Wracając jeszcze do pytania, gdy o 12.00 ogłoszono komunikat, o 12.10 cały zespół już wiedział, że gramy "Aidę", w związku z tym nie było problemu, oni są dyspozycyjni, ucieszyli się bardzo. Będziemy grali tylko ten jeden tytuł.
PAP: Jakie są głosy ze strony aktorów, czy jest optymizm co do otwarcia teatru?
W.K.: Nikt nie wierzy, że to potrwa dłużej. My cieszymy się chwilą. Te decyzje zapadają z dnia na dzień. Nagle się dowiadujemy, że gramy. My akurat możemy, ale dla innych teatrów nie jest to łatwe. W ciągu tygodnia uruchomiliśmy sprzedaż kilku tysięcy biletów. Wydawałoby się to prawie niemożliwe! A my dodaliśmy trzy spektakle - 13 lutego o godz. 15.00, 14 lutego o 13 i w następną sobotę o 15. Mam nadzieję, że będziemy grali do 28 lutego, a co się będzie działo w marcu? Nie wiem.
PAP: Jednym słowem, publiczność nie zawodzi?
W.K.: Mamy ponad 80 tys. fanów teatru na Facebooku, wszyscy dowiedzieli się, że gramy.
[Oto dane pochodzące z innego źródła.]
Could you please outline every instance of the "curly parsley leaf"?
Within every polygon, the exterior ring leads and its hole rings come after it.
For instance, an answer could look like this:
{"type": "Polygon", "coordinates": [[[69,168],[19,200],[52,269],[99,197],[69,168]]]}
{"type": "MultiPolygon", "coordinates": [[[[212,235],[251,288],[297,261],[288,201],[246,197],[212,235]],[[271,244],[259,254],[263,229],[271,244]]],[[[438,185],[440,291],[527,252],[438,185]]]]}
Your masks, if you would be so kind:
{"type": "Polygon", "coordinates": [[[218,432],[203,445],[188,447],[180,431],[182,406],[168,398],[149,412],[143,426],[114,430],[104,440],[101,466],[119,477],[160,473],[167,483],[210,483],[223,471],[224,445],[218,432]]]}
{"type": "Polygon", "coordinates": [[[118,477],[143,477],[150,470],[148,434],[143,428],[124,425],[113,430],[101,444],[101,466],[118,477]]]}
Część osób kupiła bilety, bo chce jeszcze raz "Aidę" zobaczyć. Przypomnę, że autorem muzyki jest Elton John, spektakl cieszy się ogromnym powodzeniem i na pewno będziemy jeszcze do niego wracać, nawet po premierze nowego musicalu.
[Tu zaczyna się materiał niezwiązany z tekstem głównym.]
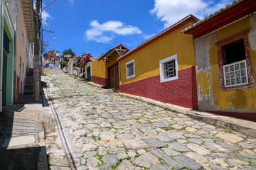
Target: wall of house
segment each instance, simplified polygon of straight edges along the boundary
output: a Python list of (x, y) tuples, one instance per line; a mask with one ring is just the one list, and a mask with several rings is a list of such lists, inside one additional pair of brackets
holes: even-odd
[[(119, 61), (120, 91), (186, 108), (198, 108), (192, 35), (181, 33), (189, 25), (157, 39)], [(159, 61), (177, 55), (178, 78), (160, 82)], [(126, 63), (134, 60), (135, 76), (127, 79)]]
[[(16, 102), (18, 99), (19, 93), (23, 93), (25, 89), (29, 45), (27, 39), (28, 34), (23, 17), (22, 2), (18, 0), (7, 0), (6, 2), (8, 3), (8, 8), (15, 30), (14, 101)], [(21, 57), (21, 69), (20, 57)]]
[(254, 88), (252, 89), (220, 91), (218, 51), (215, 45), (215, 42), (248, 28), (250, 28), (248, 38), (252, 75), (255, 80), (255, 13), (195, 40), (196, 78), (200, 110), (256, 120), (255, 81), (254, 81)]
[(106, 63), (103, 60), (96, 60), (92, 63), (92, 81), (106, 86)]
[[(3, 5), (4, 4), (3, 2), (1, 2), (1, 4)], [(6, 35), (9, 40), (9, 49), (8, 54), (6, 54), (7, 56), (6, 57), (6, 60), (2, 60), (3, 61), (2, 64), (4, 65), (3, 66), (4, 70), (2, 69), (2, 68), (1, 68), (0, 69), (0, 72), (3, 72), (6, 74), (5, 76), (4, 75), (3, 77), (1, 77), (3, 79), (0, 80), (2, 82), (3, 87), (4, 86), (4, 88), (3, 89), (1, 89), (2, 87), (1, 87), (1, 89), (3, 89), (3, 91), (1, 92), (4, 94), (4, 96), (3, 96), (3, 97), (5, 98), (1, 98), (0, 105), (2, 104), (1, 103), (2, 101), (4, 101), (6, 106), (11, 106), (13, 104), (13, 95), (14, 95), (14, 28), (12, 24), (10, 16), (9, 14), (8, 8), (5, 5), (4, 10), (4, 29), (6, 33)], [(0, 50), (4, 50), (3, 46), (0, 47)], [(5, 52), (3, 52), (3, 53), (5, 54)], [(4, 56), (0, 56), (0, 57), (4, 57)], [(0, 62), (1, 60), (0, 60)], [(2, 94), (1, 94), (0, 98), (2, 98)]]

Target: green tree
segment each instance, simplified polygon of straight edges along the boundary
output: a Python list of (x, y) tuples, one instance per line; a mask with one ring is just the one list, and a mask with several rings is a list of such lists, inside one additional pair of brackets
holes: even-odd
[(75, 55), (75, 52), (71, 50), (71, 48), (68, 49), (68, 50), (65, 49), (64, 51), (63, 52), (63, 55), (70, 55), (72, 57)]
PAP: Czy planuje pan poszerzyć ofertę Romy, dostępną w sieci?
W.K.: Nagraliśmy musical "Piloci", od roku można go obejrzeć na platformie Player.pl, Ma ogromna oglądalność i entuzjastyczne opinie. Jest nagrany przez profesjonalną firmę w bardzo dobrej rozdzielczości, dostępny w każdej chwili, wydaliśmy go także na DVD i Blu-ray. W momencie, kiedy nie mogliśmy grać, uruchomiliśmy serię koncertów naszych aktorów, pod naszą opieką powstał też pierwszy w Polsce audiomusical "Jestem kim chcesz", oparty na "Pigmalionie" Shawa, ze znakomitą obsadą.
PAP: Czy będziecie też grać spektakl "Once"?
W.K. Ten spektakl cały czas jest w repertuarze, w momencie, gdy sytuacja się ustabilizuje z przyjemnością wrócimy do "Once".